Die Vorzeichen des Kalten Krieges
Nach dem Ende des Zweiten Weltkriegs bemühten sich die Naturfreunde in Europa nach Kräften, trotz des erlittenen Unrechts als Organisation wieder auf die Beine zu kommen. Doch schon bald sollte ihre Gesinnung wieder zu einem Problem werden.
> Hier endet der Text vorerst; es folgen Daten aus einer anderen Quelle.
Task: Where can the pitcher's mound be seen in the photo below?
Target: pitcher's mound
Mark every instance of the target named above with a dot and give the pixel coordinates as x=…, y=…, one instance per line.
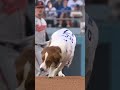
x=60, y=83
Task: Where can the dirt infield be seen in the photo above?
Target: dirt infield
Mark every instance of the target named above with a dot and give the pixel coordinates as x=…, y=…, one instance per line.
x=60, y=83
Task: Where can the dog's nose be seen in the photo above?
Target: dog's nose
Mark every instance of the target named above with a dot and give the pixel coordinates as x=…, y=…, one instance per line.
x=41, y=69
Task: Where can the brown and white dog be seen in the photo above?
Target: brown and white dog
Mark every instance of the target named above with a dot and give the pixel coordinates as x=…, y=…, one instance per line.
x=59, y=53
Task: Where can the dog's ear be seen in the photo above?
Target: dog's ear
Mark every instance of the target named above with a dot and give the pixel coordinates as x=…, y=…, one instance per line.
x=57, y=58
x=46, y=44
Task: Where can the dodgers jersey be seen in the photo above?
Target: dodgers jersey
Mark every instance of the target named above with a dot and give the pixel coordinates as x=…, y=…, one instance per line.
x=40, y=27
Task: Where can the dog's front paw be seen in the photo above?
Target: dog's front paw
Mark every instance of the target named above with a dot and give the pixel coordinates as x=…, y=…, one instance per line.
x=61, y=74
x=51, y=75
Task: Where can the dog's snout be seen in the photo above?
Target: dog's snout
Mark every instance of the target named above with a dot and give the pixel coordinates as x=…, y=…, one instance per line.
x=41, y=69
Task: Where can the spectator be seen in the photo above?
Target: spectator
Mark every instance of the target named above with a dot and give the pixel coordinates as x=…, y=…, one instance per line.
x=51, y=14
x=72, y=3
x=76, y=13
x=58, y=5
x=65, y=13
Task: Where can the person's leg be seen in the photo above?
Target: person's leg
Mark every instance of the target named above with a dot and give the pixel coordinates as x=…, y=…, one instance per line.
x=8, y=56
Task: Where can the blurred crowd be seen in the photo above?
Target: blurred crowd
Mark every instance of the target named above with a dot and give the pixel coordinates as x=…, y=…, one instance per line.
x=63, y=13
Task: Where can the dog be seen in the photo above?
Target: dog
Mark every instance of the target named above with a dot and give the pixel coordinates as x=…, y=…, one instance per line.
x=25, y=69
x=58, y=53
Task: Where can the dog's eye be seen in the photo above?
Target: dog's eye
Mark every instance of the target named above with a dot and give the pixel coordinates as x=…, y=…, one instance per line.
x=48, y=63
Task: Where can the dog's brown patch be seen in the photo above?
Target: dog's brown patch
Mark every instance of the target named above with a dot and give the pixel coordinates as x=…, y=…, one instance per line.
x=53, y=55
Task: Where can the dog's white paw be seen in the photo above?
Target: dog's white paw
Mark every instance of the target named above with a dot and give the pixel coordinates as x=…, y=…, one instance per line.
x=61, y=74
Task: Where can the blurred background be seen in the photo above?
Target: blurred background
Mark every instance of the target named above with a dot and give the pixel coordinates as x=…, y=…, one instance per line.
x=17, y=32
x=68, y=14
x=106, y=13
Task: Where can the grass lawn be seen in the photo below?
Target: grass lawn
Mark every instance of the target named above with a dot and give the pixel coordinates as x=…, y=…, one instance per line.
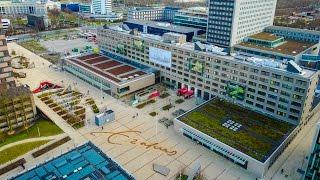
x=34, y=46
x=46, y=127
x=257, y=137
x=18, y=150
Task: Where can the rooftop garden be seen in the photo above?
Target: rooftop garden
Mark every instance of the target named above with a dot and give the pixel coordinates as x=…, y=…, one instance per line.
x=67, y=104
x=13, y=152
x=46, y=128
x=258, y=136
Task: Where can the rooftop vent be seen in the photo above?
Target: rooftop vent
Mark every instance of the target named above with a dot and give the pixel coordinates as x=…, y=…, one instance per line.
x=199, y=47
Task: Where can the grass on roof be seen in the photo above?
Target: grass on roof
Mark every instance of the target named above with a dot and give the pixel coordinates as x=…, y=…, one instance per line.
x=265, y=36
x=257, y=137
x=46, y=128
x=18, y=150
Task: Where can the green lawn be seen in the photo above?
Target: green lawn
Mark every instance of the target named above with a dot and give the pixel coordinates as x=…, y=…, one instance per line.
x=33, y=46
x=18, y=150
x=46, y=127
x=258, y=135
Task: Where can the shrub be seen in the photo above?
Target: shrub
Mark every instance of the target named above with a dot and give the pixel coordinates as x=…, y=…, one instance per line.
x=167, y=107
x=51, y=147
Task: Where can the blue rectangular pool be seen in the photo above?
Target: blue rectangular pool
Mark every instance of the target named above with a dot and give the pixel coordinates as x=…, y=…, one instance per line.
x=84, y=162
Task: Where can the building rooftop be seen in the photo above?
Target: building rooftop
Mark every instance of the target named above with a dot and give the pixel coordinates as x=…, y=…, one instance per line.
x=84, y=162
x=265, y=36
x=113, y=70
x=307, y=73
x=164, y=25
x=289, y=47
x=250, y=132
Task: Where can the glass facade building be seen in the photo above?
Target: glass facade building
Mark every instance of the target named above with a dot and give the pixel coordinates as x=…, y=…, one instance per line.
x=230, y=21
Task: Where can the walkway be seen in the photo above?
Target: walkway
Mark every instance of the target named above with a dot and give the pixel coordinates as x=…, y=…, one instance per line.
x=31, y=140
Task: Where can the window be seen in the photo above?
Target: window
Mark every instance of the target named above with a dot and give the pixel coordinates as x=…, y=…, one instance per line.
x=296, y=104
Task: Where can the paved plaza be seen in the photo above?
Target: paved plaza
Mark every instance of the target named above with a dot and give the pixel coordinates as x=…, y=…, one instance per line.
x=138, y=142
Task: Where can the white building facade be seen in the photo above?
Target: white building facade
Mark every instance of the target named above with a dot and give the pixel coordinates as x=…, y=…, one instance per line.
x=230, y=21
x=101, y=6
x=12, y=9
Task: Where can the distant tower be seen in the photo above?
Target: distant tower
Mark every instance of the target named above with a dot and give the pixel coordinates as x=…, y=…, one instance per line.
x=6, y=75
x=230, y=21
x=101, y=6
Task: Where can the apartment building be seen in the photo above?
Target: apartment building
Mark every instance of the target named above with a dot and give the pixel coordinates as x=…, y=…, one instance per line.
x=312, y=169
x=196, y=17
x=282, y=91
x=230, y=21
x=22, y=8
x=17, y=106
x=101, y=7
x=152, y=13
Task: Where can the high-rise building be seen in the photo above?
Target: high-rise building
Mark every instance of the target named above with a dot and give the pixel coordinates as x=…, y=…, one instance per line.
x=17, y=107
x=230, y=21
x=101, y=6
x=6, y=77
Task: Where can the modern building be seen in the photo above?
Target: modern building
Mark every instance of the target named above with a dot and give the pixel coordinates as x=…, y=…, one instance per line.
x=85, y=8
x=196, y=17
x=17, y=108
x=159, y=28
x=283, y=44
x=249, y=139
x=113, y=77
x=101, y=6
x=313, y=168
x=281, y=90
x=273, y=100
x=40, y=23
x=74, y=7
x=15, y=9
x=230, y=21
x=152, y=13
x=5, y=23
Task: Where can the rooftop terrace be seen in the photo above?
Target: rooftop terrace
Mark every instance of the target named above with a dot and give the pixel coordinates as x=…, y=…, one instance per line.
x=257, y=135
x=265, y=36
x=191, y=47
x=84, y=162
x=289, y=47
Kriegsende: Kapitulation am 9. Mai 1945. Nur eine Woche früher, im Mitteilungsblatt datiert vom 1. Mai 1945, waren die kriegsbedingten Schmerzthemen aus den Berichten verschwunden. War das nahe, langersehnte Kriegsende schon gewiss? Vermutlich, vor allem aber musste das Blatt mit dem Untertitel «Jubiläumsnummer» jede bisher übliche Form von 50-Jahr-Feierlichkeiten ersetzen. Der Krieg erlaubte auch nach dessen Ende noch kein einfaches Reisen mit Grenzübertritten. Zudem funktionierte die grenzüberschreitende Post nicht. Jedenfalls wussten die Wiener, die sich ein würdiges Fest im September in Wien wünschten, bis Ende August noch nichts vom Jubiläumsheft. Ihr Einladungsbrief, datiert vom 30. August 1945, erreichte Zürich erst mit zehnwöchiger Verspätung. Das Jubiläumsheft als Ersatz war schon längst geschrieben, gedruckt und mit fraglichem Erfolg auch ins Ausland verschickt worden.1
Jubiläumsbeiträge in grosser Vielfalt füllten das Heft. Es reichte von informativer Mitgliederstatistik2 über Frühlingsbetrachtungen mit Kirschblüte zu ausgesucht verlockenden touristischen Empfehlungen und weiter zu einer bemerkenswerten (Selbst-)Analyse 1907–1933 von Walter Escher3, bis hin zu einem lesenswerten, aber wenig selbstkritischen Werbebeitrag des damaligen Zürcher Stadtpräsidenten Adolf Lüchinger, der das «Rote Zürich» hochleben liess. Mann fühlte sich in Zürich als «wirtschaftliche, geistige und kulturelle Metropole des Schweizerlandes» – n’est-ce pas, mes amis? Nicht nur das offizielle Zürich, sondern auch die Zürcher Naturfreunde waren umtriebig. Schon früh hatten sie sich für Unterkünfte in den Voralpen eingesetzt, 1911 vorerst zur Miete, später mit der Errichtung von Hütten und Ferienhäusern (Stoos, Fronalp, Flumserberge usw.). Ironie, vielleicht aber auch ein bedenkenswerter Wink der Geschichte ist allerdings, dass die heutige Sektion Züri, abgesehen von der Beteiligung an einer Hausgemeinschaft, keine einzige dieser Herbergen mehr ihr Eigen nennt. Selbst das stadtnahe Albishaus hatte den Gang in den Privatbesitz angetreten.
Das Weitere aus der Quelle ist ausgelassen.